凡煙小說

第九十五章

關燈
第九十五章

夜晚的霓虹燈照落在泳池裏,從這個著名的無邊泳池往外一瞧,憑借金沙酒店57樓的優勢,能夠輕易地將底下的繁華絢爛收入眼底。

雖然已經有了心理準備,但黑羽快鬥還是被毛利蘭的大膽嚇了一大跳,背後還有江戶川柯南快要實體化的怨念。如果眼神能變成利刀,恐怕黑羽快鬥早就被切成好幾塊了。

我也不想啊!!!你以為我想這樣嗎小偵探!!!

黑羽快鬥只慶幸望月彌生並不在這裏,不然她表現出來的不在乎更令人難過。

啊,說到這個···也不知道小彌生的燒怎麽樣了,離開的時候燒可還沒退啊。

為了轉移註意力,黑羽快鬥一邊對答如流來自毛利蘭的問話,一邊思緒飄遠,可以說是完美的一心二用了。

坐在不遠處的江戶川柯南惡狠狠地猛吸一口玻璃杯裏的果汁,已經不再圓潤的冰塊隨著吸管的攪動不可避免地撞擊到杯壁,發出輕輕的聲響。

呵呵,要是彌生在就好玩了。

···等下,他可沒有要幫基德追彌生的意思,差點跑偏。

眼不見心不煩,江戶川柯南幹脆又扒拉出手機,翻回之前跟望月彌生的來往郵件,越看越覺得望月彌生來新加坡的目的不一般。

她為什麽要找瑞吉爾呢?

又或者說,瑞吉爾身上有什麽值得詢問的地方嗎?

江戶川柯南正絞盡腦汁地想理由,手機忽然震了一下,提醒他有新的郵件到了。

嗯?誰···彌生?

[有機會的話,盯著裏希一點。
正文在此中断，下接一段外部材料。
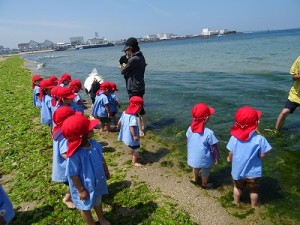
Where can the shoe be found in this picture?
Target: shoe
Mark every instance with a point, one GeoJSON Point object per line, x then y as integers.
{"type": "Point", "coordinates": [208, 186]}
{"type": "Point", "coordinates": [196, 183]}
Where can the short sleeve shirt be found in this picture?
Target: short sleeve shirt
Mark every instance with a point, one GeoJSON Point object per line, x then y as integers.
{"type": "Point", "coordinates": [246, 161]}
{"type": "Point", "coordinates": [198, 148]}
{"type": "Point", "coordinates": [127, 121]}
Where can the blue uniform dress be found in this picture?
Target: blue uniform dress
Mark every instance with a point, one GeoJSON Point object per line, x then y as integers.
{"type": "Point", "coordinates": [246, 162]}
{"type": "Point", "coordinates": [87, 163]}
{"type": "Point", "coordinates": [46, 110]}
{"type": "Point", "coordinates": [198, 148]}
{"type": "Point", "coordinates": [60, 146]}
{"type": "Point", "coordinates": [35, 99]}
{"type": "Point", "coordinates": [79, 108]}
{"type": "Point", "coordinates": [112, 98]}
{"type": "Point", "coordinates": [127, 121]}
{"type": "Point", "coordinates": [99, 106]}
{"type": "Point", "coordinates": [6, 207]}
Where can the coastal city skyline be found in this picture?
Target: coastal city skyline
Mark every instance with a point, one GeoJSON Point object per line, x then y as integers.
{"type": "Point", "coordinates": [115, 20]}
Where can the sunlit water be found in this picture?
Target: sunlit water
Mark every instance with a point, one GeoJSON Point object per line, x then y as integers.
{"type": "Point", "coordinates": [224, 72]}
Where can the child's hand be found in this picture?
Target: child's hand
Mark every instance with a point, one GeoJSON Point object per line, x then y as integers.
{"type": "Point", "coordinates": [228, 159]}
{"type": "Point", "coordinates": [136, 138]}
{"type": "Point", "coordinates": [107, 174]}
{"type": "Point", "coordinates": [83, 195]}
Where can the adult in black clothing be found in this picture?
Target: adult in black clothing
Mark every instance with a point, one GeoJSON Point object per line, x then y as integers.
{"type": "Point", "coordinates": [134, 75]}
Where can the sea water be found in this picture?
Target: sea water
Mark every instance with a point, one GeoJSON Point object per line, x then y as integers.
{"type": "Point", "coordinates": [225, 72]}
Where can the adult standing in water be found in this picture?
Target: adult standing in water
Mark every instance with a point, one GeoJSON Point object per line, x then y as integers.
{"type": "Point", "coordinates": [134, 76]}
{"type": "Point", "coordinates": [293, 101]}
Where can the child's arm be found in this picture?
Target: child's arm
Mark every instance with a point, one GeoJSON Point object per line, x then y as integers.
{"type": "Point", "coordinates": [229, 157]}
{"type": "Point", "coordinates": [117, 104]}
{"type": "Point", "coordinates": [135, 137]}
{"type": "Point", "coordinates": [83, 195]}
{"type": "Point", "coordinates": [107, 173]}
{"type": "Point", "coordinates": [215, 153]}
{"type": "Point", "coordinates": [262, 156]}
{"type": "Point", "coordinates": [107, 110]}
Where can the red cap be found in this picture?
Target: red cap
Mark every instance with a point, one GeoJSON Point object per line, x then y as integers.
{"type": "Point", "coordinates": [65, 92]}
{"type": "Point", "coordinates": [135, 104]}
{"type": "Point", "coordinates": [45, 84]}
{"type": "Point", "coordinates": [73, 128]}
{"type": "Point", "coordinates": [65, 77]}
{"type": "Point", "coordinates": [53, 79]}
{"type": "Point", "coordinates": [35, 78]}
{"type": "Point", "coordinates": [105, 86]}
{"type": "Point", "coordinates": [246, 121]}
{"type": "Point", "coordinates": [200, 112]}
{"type": "Point", "coordinates": [60, 114]}
{"type": "Point", "coordinates": [75, 83]}
{"type": "Point", "coordinates": [113, 86]}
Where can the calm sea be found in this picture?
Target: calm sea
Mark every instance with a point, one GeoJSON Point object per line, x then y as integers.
{"type": "Point", "coordinates": [225, 72]}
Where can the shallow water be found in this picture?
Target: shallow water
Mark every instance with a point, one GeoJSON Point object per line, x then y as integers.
{"type": "Point", "coordinates": [225, 72]}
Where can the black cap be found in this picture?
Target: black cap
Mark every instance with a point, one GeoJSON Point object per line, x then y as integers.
{"type": "Point", "coordinates": [131, 42]}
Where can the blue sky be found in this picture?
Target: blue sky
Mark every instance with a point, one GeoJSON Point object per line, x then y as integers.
{"type": "Point", "coordinates": [57, 20]}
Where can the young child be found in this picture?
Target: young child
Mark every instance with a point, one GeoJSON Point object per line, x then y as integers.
{"type": "Point", "coordinates": [45, 98]}
{"type": "Point", "coordinates": [202, 148]}
{"type": "Point", "coordinates": [246, 150]}
{"type": "Point", "coordinates": [36, 79]}
{"type": "Point", "coordinates": [113, 102]}
{"type": "Point", "coordinates": [54, 80]}
{"type": "Point", "coordinates": [76, 86]}
{"type": "Point", "coordinates": [65, 80]}
{"type": "Point", "coordinates": [60, 148]}
{"type": "Point", "coordinates": [63, 96]}
{"type": "Point", "coordinates": [129, 130]}
{"type": "Point", "coordinates": [86, 167]}
{"type": "Point", "coordinates": [101, 108]}
{"type": "Point", "coordinates": [7, 212]}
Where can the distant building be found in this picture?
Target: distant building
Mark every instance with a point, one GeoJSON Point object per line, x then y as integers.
{"type": "Point", "coordinates": [76, 41]}
{"type": "Point", "coordinates": [47, 45]}
{"type": "Point", "coordinates": [33, 45]}
{"type": "Point", "coordinates": [23, 46]}
{"type": "Point", "coordinates": [96, 41]}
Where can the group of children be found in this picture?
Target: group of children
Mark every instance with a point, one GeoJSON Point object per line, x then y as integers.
{"type": "Point", "coordinates": [246, 148]}
{"type": "Point", "coordinates": [78, 161]}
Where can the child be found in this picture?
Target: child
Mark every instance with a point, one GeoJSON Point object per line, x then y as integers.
{"type": "Point", "coordinates": [129, 130]}
{"type": "Point", "coordinates": [60, 151]}
{"type": "Point", "coordinates": [202, 149]}
{"type": "Point", "coordinates": [36, 79]}
{"type": "Point", "coordinates": [45, 98]}
{"type": "Point", "coordinates": [101, 108]}
{"type": "Point", "coordinates": [113, 102]}
{"type": "Point", "coordinates": [76, 86]}
{"type": "Point", "coordinates": [54, 80]}
{"type": "Point", "coordinates": [65, 80]}
{"type": "Point", "coordinates": [63, 96]}
{"type": "Point", "coordinates": [86, 167]}
{"type": "Point", "coordinates": [246, 150]}
{"type": "Point", "coordinates": [7, 212]}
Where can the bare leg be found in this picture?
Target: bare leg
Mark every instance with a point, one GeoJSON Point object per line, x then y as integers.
{"type": "Point", "coordinates": [140, 126]}
{"type": "Point", "coordinates": [87, 216]}
{"type": "Point", "coordinates": [68, 201]}
{"type": "Point", "coordinates": [135, 157]}
{"type": "Point", "coordinates": [236, 195]}
{"type": "Point", "coordinates": [204, 181]}
{"type": "Point", "coordinates": [144, 123]}
{"type": "Point", "coordinates": [281, 118]}
{"type": "Point", "coordinates": [99, 212]}
{"type": "Point", "coordinates": [254, 200]}
{"type": "Point", "coordinates": [196, 174]}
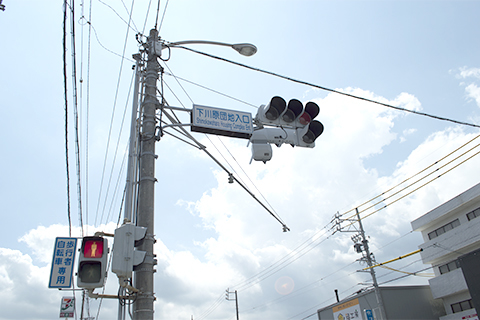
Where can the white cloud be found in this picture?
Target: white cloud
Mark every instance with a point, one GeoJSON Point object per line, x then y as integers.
{"type": "Point", "coordinates": [473, 92]}
{"type": "Point", "coordinates": [306, 187]}
{"type": "Point", "coordinates": [469, 72]}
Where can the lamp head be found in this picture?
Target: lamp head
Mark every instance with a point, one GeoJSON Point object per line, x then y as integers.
{"type": "Point", "coordinates": [246, 49]}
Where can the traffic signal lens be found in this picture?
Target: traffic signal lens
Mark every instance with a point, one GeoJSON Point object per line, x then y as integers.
{"type": "Point", "coordinates": [294, 108]}
{"type": "Point", "coordinates": [275, 108]}
{"type": "Point", "coordinates": [93, 248]}
{"type": "Point", "coordinates": [90, 271]}
{"type": "Point", "coordinates": [311, 111]}
{"type": "Point", "coordinates": [314, 131]}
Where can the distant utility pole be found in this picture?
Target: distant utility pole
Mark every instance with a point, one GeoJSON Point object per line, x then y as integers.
{"type": "Point", "coordinates": [361, 246]}
{"type": "Point", "coordinates": [227, 296]}
{"type": "Point", "coordinates": [143, 306]}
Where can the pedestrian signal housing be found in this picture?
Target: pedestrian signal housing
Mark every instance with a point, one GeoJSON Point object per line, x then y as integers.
{"type": "Point", "coordinates": [92, 263]}
{"type": "Point", "coordinates": [125, 256]}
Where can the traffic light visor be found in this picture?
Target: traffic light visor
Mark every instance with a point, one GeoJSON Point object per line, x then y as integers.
{"type": "Point", "coordinates": [314, 131]}
{"type": "Point", "coordinates": [275, 108]}
{"type": "Point", "coordinates": [294, 109]}
{"type": "Point", "coordinates": [93, 247]}
{"type": "Point", "coordinates": [311, 111]}
{"type": "Point", "coordinates": [90, 271]}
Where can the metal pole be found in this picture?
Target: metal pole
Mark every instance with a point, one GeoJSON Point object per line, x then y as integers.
{"type": "Point", "coordinates": [132, 149]}
{"type": "Point", "coordinates": [236, 302]}
{"type": "Point", "coordinates": [143, 308]}
{"type": "Point", "coordinates": [372, 271]}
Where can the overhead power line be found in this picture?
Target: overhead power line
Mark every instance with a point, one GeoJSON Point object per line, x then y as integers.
{"type": "Point", "coordinates": [331, 90]}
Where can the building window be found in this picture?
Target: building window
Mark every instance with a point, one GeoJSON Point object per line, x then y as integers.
{"type": "Point", "coordinates": [449, 267]}
{"type": "Point", "coordinates": [449, 226]}
{"type": "Point", "coordinates": [472, 215]}
{"type": "Point", "coordinates": [462, 306]}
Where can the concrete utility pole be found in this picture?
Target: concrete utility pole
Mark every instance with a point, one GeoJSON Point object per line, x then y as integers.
{"type": "Point", "coordinates": [143, 306]}
{"type": "Point", "coordinates": [372, 271]}
{"type": "Point", "coordinates": [236, 300]}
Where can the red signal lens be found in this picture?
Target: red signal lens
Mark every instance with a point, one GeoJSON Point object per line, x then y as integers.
{"type": "Point", "coordinates": [93, 248]}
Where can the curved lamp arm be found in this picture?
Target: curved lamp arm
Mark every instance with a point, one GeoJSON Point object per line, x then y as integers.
{"type": "Point", "coordinates": [246, 49]}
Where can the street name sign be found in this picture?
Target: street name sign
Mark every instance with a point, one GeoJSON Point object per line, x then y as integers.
{"type": "Point", "coordinates": [222, 122]}
{"type": "Point", "coordinates": [62, 263]}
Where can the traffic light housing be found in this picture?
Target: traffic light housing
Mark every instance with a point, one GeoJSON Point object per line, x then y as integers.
{"type": "Point", "coordinates": [92, 263]}
{"type": "Point", "coordinates": [296, 123]}
{"type": "Point", "coordinates": [125, 256]}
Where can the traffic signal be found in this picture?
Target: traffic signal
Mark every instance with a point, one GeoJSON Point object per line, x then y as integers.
{"type": "Point", "coordinates": [92, 264]}
{"type": "Point", "coordinates": [125, 256]}
{"type": "Point", "coordinates": [289, 116]}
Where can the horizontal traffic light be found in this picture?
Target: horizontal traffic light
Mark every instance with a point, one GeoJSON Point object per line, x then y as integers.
{"type": "Point", "coordinates": [278, 113]}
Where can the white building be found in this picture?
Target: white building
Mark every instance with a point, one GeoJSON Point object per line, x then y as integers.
{"type": "Point", "coordinates": [450, 231]}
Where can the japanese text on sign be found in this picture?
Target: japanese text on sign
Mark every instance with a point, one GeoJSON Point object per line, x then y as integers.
{"type": "Point", "coordinates": [62, 263]}
{"type": "Point", "coordinates": [347, 311]}
{"type": "Point", "coordinates": [67, 308]}
{"type": "Point", "coordinates": [222, 119]}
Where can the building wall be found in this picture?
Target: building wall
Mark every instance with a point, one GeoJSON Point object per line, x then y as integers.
{"type": "Point", "coordinates": [403, 302]}
{"type": "Point", "coordinates": [449, 233]}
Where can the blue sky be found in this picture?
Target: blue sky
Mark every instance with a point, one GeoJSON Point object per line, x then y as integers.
{"type": "Point", "coordinates": [421, 55]}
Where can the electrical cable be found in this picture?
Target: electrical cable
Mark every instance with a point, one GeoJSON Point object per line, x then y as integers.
{"type": "Point", "coordinates": [274, 214]}
{"type": "Point", "coordinates": [212, 308]}
{"type": "Point", "coordinates": [65, 96]}
{"type": "Point", "coordinates": [118, 15]}
{"type": "Point", "coordinates": [211, 90]}
{"type": "Point", "coordinates": [407, 194]}
{"type": "Point", "coordinates": [158, 10]}
{"type": "Point", "coordinates": [111, 122]}
{"type": "Point", "coordinates": [130, 14]}
{"type": "Point", "coordinates": [88, 117]}
{"type": "Point", "coordinates": [146, 16]}
{"type": "Point", "coordinates": [330, 90]}
{"type": "Point", "coordinates": [163, 16]}
{"type": "Point", "coordinates": [421, 171]}
{"type": "Point", "coordinates": [75, 113]}
{"type": "Point", "coordinates": [116, 148]}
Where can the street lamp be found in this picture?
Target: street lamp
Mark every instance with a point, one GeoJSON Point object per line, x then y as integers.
{"type": "Point", "coordinates": [246, 49]}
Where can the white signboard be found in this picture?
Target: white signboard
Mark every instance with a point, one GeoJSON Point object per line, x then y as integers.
{"type": "Point", "coordinates": [349, 310]}
{"type": "Point", "coordinates": [222, 121]}
{"type": "Point", "coordinates": [62, 263]}
{"type": "Point", "coordinates": [67, 308]}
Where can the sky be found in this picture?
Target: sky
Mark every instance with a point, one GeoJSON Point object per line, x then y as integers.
{"type": "Point", "coordinates": [212, 235]}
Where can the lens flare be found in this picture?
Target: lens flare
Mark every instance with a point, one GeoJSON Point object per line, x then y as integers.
{"type": "Point", "coordinates": [284, 285]}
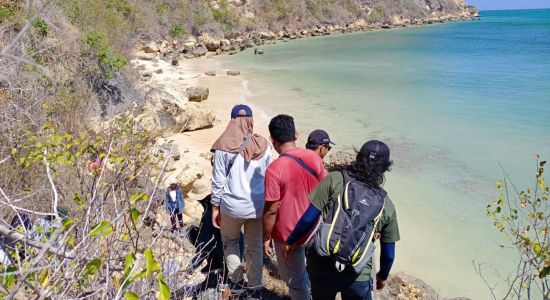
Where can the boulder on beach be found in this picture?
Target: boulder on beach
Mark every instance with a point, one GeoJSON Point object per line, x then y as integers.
{"type": "Point", "coordinates": [141, 55]}
{"type": "Point", "coordinates": [225, 45]}
{"type": "Point", "coordinates": [191, 173]}
{"type": "Point", "coordinates": [164, 113]}
{"type": "Point", "coordinates": [197, 94]}
{"type": "Point", "coordinates": [339, 160]}
{"type": "Point", "coordinates": [198, 117]}
{"type": "Point", "coordinates": [258, 51]}
{"type": "Point", "coordinates": [200, 51]}
{"type": "Point", "coordinates": [150, 47]}
{"type": "Point", "coordinates": [212, 45]}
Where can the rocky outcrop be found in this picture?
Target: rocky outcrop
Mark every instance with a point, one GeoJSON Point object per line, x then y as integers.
{"type": "Point", "coordinates": [197, 94]}
{"type": "Point", "coordinates": [162, 112]}
{"type": "Point", "coordinates": [404, 287]}
{"type": "Point", "coordinates": [339, 160]}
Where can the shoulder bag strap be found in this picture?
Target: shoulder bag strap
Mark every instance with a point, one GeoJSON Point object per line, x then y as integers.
{"type": "Point", "coordinates": [241, 148]}
{"type": "Point", "coordinates": [302, 164]}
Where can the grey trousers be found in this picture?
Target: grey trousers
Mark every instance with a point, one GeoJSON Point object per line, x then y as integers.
{"type": "Point", "coordinates": [293, 271]}
{"type": "Point", "coordinates": [230, 230]}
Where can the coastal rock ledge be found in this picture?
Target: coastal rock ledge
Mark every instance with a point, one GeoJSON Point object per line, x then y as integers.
{"type": "Point", "coordinates": [371, 15]}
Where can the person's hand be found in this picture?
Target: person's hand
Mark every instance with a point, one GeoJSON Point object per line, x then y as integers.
{"type": "Point", "coordinates": [216, 217]}
{"type": "Point", "coordinates": [380, 284]}
{"type": "Point", "coordinates": [268, 248]}
{"type": "Point", "coordinates": [287, 249]}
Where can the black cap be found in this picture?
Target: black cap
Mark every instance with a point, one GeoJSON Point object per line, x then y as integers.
{"type": "Point", "coordinates": [241, 110]}
{"type": "Point", "coordinates": [375, 150]}
{"type": "Point", "coordinates": [318, 137]}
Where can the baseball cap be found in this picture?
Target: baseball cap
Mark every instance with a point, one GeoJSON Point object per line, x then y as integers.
{"type": "Point", "coordinates": [377, 150]}
{"type": "Point", "coordinates": [318, 137]}
{"type": "Point", "coordinates": [238, 109]}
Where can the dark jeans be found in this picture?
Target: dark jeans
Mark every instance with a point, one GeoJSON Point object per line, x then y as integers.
{"type": "Point", "coordinates": [357, 290]}
{"type": "Point", "coordinates": [173, 219]}
{"type": "Point", "coordinates": [326, 281]}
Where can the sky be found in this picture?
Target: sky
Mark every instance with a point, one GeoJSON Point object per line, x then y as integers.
{"type": "Point", "coordinates": [509, 4]}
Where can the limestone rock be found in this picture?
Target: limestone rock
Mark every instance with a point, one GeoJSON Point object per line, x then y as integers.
{"type": "Point", "coordinates": [258, 51]}
{"type": "Point", "coordinates": [200, 51]}
{"type": "Point", "coordinates": [188, 176]}
{"type": "Point", "coordinates": [162, 112]}
{"type": "Point", "coordinates": [225, 45]}
{"type": "Point", "coordinates": [146, 56]}
{"type": "Point", "coordinates": [197, 94]}
{"type": "Point", "coordinates": [151, 47]}
{"type": "Point", "coordinates": [339, 160]}
{"type": "Point", "coordinates": [198, 117]}
{"type": "Point", "coordinates": [212, 45]}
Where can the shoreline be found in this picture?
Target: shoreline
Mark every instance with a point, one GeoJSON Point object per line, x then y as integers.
{"type": "Point", "coordinates": [206, 46]}
{"type": "Point", "coordinates": [224, 92]}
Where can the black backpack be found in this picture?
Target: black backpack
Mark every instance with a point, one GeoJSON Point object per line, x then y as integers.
{"type": "Point", "coordinates": [347, 232]}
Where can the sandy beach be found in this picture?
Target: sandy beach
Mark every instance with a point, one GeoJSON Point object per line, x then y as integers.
{"type": "Point", "coordinates": [194, 146]}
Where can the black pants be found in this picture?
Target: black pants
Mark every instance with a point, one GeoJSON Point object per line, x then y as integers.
{"type": "Point", "coordinates": [173, 219]}
{"type": "Point", "coordinates": [326, 281]}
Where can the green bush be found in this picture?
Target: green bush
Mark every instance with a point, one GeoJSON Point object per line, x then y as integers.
{"type": "Point", "coordinates": [224, 16]}
{"type": "Point", "coordinates": [109, 60]}
{"type": "Point", "coordinates": [376, 14]}
{"type": "Point", "coordinates": [41, 27]}
{"type": "Point", "coordinates": [176, 31]}
{"type": "Point", "coordinates": [522, 216]}
{"type": "Point", "coordinates": [7, 11]}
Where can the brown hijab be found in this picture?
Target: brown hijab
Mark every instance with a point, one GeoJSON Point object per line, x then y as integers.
{"type": "Point", "coordinates": [234, 135]}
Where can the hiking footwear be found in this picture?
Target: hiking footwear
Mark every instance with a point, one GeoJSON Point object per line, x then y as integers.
{"type": "Point", "coordinates": [238, 289]}
{"type": "Point", "coordinates": [254, 294]}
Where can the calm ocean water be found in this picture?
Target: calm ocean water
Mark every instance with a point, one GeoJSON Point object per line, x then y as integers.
{"type": "Point", "coordinates": [450, 100]}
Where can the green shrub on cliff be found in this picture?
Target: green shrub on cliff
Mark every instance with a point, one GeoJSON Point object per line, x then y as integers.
{"type": "Point", "coordinates": [523, 216]}
{"type": "Point", "coordinates": [224, 15]}
{"type": "Point", "coordinates": [110, 61]}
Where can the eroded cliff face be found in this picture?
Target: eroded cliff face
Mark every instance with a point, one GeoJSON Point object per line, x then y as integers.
{"type": "Point", "coordinates": [254, 15]}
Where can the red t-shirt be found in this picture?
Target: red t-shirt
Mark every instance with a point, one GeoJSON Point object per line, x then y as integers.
{"type": "Point", "coordinates": [290, 183]}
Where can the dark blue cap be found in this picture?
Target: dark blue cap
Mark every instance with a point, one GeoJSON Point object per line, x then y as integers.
{"type": "Point", "coordinates": [241, 110]}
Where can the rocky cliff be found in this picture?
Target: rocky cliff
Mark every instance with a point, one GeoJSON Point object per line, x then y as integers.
{"type": "Point", "coordinates": [275, 15]}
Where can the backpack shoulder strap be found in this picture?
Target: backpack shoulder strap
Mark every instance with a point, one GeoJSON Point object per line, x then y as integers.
{"type": "Point", "coordinates": [241, 148]}
{"type": "Point", "coordinates": [301, 163]}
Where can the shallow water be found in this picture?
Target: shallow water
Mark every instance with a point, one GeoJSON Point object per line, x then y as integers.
{"type": "Point", "coordinates": [450, 100]}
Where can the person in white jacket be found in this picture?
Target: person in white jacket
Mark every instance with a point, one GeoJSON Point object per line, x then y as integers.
{"type": "Point", "coordinates": [241, 158]}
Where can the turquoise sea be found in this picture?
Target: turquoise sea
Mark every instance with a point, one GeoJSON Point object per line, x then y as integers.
{"type": "Point", "coordinates": [451, 100]}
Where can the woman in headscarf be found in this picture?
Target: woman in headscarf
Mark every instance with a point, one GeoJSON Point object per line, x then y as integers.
{"type": "Point", "coordinates": [240, 160]}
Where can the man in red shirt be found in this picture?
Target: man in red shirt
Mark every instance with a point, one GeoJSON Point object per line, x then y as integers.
{"type": "Point", "coordinates": [288, 182]}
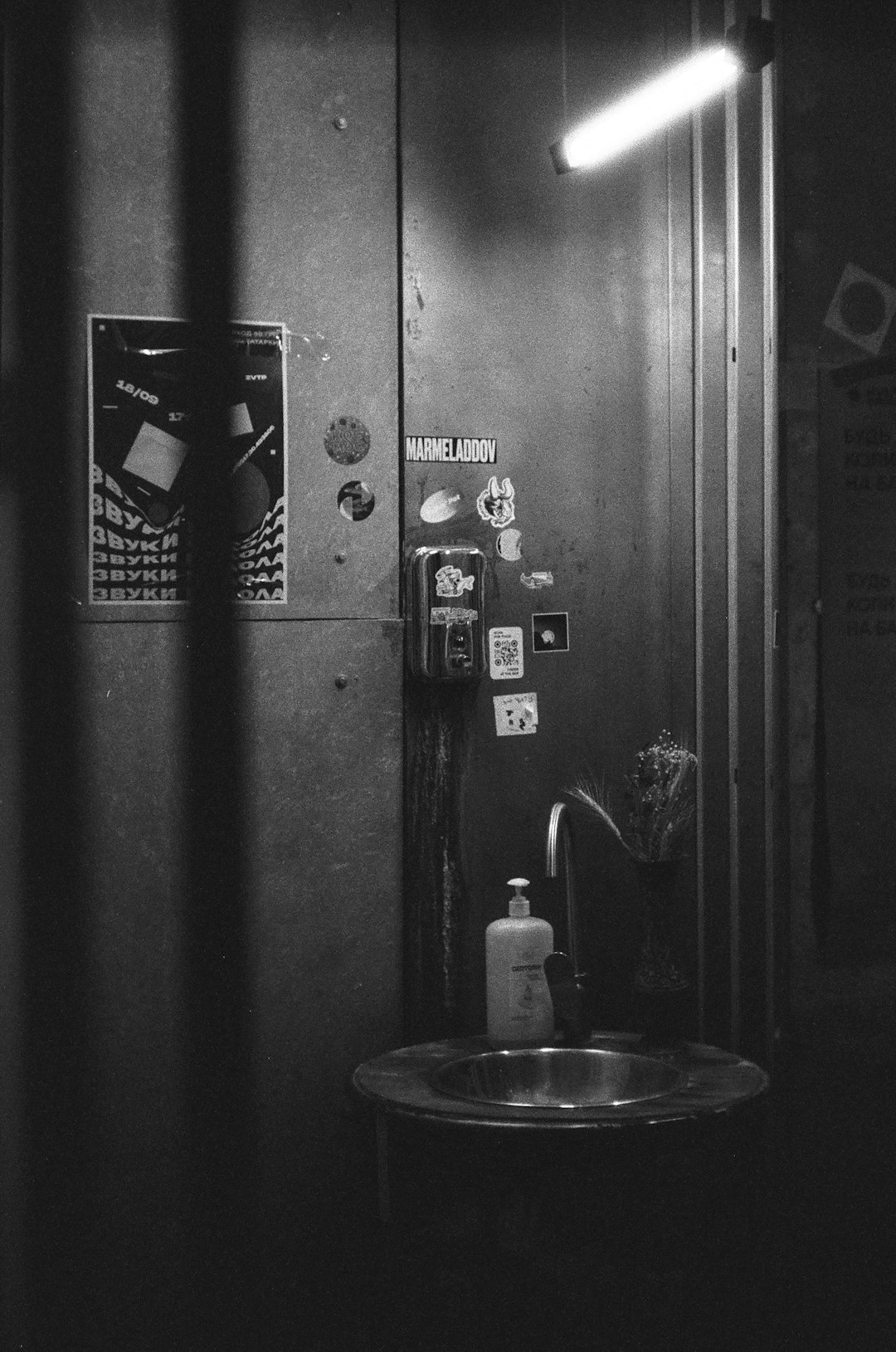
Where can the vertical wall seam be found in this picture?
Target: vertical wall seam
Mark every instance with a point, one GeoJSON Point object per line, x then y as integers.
{"type": "Point", "coordinates": [699, 526]}
{"type": "Point", "coordinates": [771, 541]}
{"type": "Point", "coordinates": [733, 241]}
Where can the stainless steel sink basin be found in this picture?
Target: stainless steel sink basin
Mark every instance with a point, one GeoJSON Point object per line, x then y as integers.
{"type": "Point", "coordinates": [557, 1078]}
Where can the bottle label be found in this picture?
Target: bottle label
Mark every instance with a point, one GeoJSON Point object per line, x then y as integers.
{"type": "Point", "coordinates": [528, 994]}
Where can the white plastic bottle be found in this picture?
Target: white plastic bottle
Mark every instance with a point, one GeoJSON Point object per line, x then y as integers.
{"type": "Point", "coordinates": [519, 1010]}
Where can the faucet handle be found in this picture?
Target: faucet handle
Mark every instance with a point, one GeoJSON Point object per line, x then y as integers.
{"type": "Point", "coordinates": [567, 988]}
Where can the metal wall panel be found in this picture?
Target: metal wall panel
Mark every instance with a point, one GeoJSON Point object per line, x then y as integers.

]

***

想要知道裏希的目的、讓裏希露出馬腳,那就只能先按著裏昂的設想一步步往前。

既然裏昂想要殺死瑞吉爾,望月彌生樂於給他這個機會,但也不可能真的讓他殺害瑞吉爾,畢竟瑞吉爾要作為證人還黑羽快鬥一個清白。

瑞吉爾同樣把裏昂的不在場證明手法告訴了她,望月彌生權衡一番,決定以其人之道還治其人之身。裏昂利用偽裝讓早已死去的雪琳出現在眾人面前,那麽,她也讓瑞吉爾以死亡的狀態“出現”好了。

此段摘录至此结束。